The company also made changes to its management team in Q4 resulting in change in the reporting structure of its operating segments. As a result, the “Americas operating segment has been renamed the North America operating segment, comprised of company-operated and licensed stores in the U.S. and Canada.”

In a significant announcement, SBUX also announced that it will increase the wages of its employees in the U.S., resulting in average retail wage of around $17 per hour by the summer of next year.

However, the rise in wages also means that the company is expecting its operating margin in FY 2022 to be approximately 17% below its target over the long term, “driven by approximately 400 basis points of impact related to the wage investments, coupled with an additional headwind of approximately 200 basis points from a combination of inflationary pressures, other growth investments and discontinuation of government subsidies.”

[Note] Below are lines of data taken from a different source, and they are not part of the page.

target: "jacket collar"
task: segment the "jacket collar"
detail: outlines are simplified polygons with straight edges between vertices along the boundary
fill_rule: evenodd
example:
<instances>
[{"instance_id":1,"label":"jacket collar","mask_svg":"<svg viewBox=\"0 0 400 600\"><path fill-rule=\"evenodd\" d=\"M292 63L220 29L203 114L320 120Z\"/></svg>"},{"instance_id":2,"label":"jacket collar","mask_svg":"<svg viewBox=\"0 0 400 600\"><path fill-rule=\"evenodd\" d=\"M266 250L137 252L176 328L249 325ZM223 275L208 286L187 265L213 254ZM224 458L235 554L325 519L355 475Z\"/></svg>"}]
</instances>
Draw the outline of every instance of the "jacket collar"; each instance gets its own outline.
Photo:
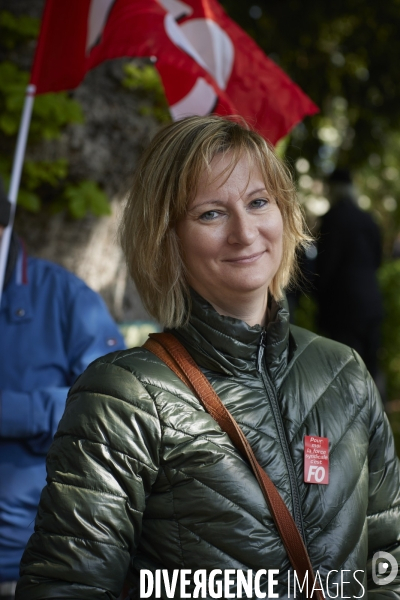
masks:
<instances>
[{"instance_id":1,"label":"jacket collar","mask_svg":"<svg viewBox=\"0 0 400 600\"><path fill-rule=\"evenodd\" d=\"M187 325L172 330L197 364L230 376L257 375L260 345L273 380L280 379L289 359L289 312L286 300L270 306L270 320L264 329L224 317L204 298L191 291L192 310Z\"/></svg>"}]
</instances>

SBUX does expect that its operating margin will return to the range between 18% to 19% in FY 2023. (See Top Smart Score Stocks on TipRanks)

When it comes to inflation, SBUX intends to mitigate this risk through “thoughtful pricing actions” that could bolster its rise in global comparable sales. The company is anticipating global comparable sales growth in “high single-digit” in FY 2022.

What’s more, Starbucks has projected revenues for FY 2022 to be in the range of $32.5 billion to $33 billion, above its “long-term guidance of 8% to 10% growth.” The company’s management also expects to restart its share repurchase program, and is committed to returning $20 billion to its shareholders over a period of three years.

Considering these factors, Wedbush analyst Nick Setyan remained optimistic about SBUX, inflationary pressures notwithstanding, as he believes that “SBUX boasts one of the highest levels of visibility into sustained top line growth in-line to above LT growth targets.”

Moreover, Setyan is of the view that Starbucks is “the best positioned companies within the publicly traded restaurants universe to manage through near-term margin headwinds towards medium-term margin normalization.”

As a result, Setyan has rated SBUX a Buy but reduced his price target from $132 to $128 (21.1% upside) on the stock.

Wall Street analysts, however, remain cautiously optimistic about Starbucks with a consensus rating of a Moderate Buy, based on 14 Buys and six Holds. The average Starbucks price target of $124.42 implies approximately 17.8% upside potential to current levels.

Disclosure: At the time of publication, Shrilekha Pethe did not have a position in any of the securities mentioned in this article.